We study many human solid tumor disease types using multiple experimental approaches including RNA-sequencing (RNA-seq), DNA exome sequencing, Whole Genome Sequencing (WGS), cell/tissue culturing, and Proteomics, with a particular focus on the Basal-like/Triple Negative Breast Cancer subtype. In addition, we are mimicking these human tumor alterations in Genetically Engineered Mouse Models, and using established primary tumor Patient-Derived Xenografts (PDXs), to investigate the efficacy of new drugs and new drug combinations. All of these genomic and genetic studies generate large volumes of data; thus, a significant portion of my lab is devoted to using genomic data and a systems biology approach to create computational predictors of complex cancer phenotypes, which will ultimately be applied in the clinic.
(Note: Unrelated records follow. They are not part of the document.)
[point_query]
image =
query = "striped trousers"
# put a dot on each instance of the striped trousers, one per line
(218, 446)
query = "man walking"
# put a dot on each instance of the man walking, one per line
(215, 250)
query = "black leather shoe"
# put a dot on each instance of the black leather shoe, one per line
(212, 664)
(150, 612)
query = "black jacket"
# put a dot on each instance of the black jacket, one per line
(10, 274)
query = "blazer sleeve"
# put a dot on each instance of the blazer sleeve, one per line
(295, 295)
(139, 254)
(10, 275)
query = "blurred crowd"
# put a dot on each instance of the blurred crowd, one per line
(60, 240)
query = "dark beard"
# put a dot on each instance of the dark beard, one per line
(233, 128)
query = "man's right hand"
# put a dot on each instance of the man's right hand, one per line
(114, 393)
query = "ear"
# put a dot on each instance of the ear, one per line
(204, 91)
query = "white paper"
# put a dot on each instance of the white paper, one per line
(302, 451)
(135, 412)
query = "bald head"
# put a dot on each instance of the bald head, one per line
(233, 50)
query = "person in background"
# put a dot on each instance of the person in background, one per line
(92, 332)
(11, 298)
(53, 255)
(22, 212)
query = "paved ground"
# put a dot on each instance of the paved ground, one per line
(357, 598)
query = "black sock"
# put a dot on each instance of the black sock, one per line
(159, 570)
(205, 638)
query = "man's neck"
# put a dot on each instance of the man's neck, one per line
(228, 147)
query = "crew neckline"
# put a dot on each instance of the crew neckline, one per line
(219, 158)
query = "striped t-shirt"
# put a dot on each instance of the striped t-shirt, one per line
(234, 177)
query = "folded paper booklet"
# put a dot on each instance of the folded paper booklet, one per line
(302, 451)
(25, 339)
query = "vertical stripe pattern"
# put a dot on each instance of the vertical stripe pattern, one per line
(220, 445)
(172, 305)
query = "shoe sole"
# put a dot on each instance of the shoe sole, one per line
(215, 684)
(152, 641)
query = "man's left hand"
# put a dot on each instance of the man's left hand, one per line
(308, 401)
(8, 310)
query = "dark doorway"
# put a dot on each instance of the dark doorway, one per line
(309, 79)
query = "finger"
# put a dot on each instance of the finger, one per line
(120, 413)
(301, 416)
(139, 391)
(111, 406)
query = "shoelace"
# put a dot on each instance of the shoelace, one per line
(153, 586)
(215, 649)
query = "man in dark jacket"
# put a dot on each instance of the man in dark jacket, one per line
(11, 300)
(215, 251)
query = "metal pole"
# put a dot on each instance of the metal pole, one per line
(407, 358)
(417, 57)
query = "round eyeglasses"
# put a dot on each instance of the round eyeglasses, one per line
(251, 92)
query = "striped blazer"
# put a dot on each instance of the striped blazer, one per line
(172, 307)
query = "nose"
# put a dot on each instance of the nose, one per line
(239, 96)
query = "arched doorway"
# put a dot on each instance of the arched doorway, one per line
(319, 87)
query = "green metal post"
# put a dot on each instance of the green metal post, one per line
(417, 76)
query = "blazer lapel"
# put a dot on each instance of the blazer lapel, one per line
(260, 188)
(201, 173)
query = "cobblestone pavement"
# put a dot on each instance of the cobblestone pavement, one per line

My lab utilizes a multi-disciplinary team spanning cancer biology, genomics, genetics, bioinformatics, statistics, systems biology, and the clinical treatment of cancer patients. In addition to our experimental approaches, we are also developing novel computational approaches and algorithms that will predict patient survival and complex phenotypes including tumor responsiveness to a variety of novel drugs. Some of our assays are already used in the clinic and we have more in development. I am actively seeking new graduate students, medical fellows, and postdocs and have opportunities available for both experimental and computational scientists.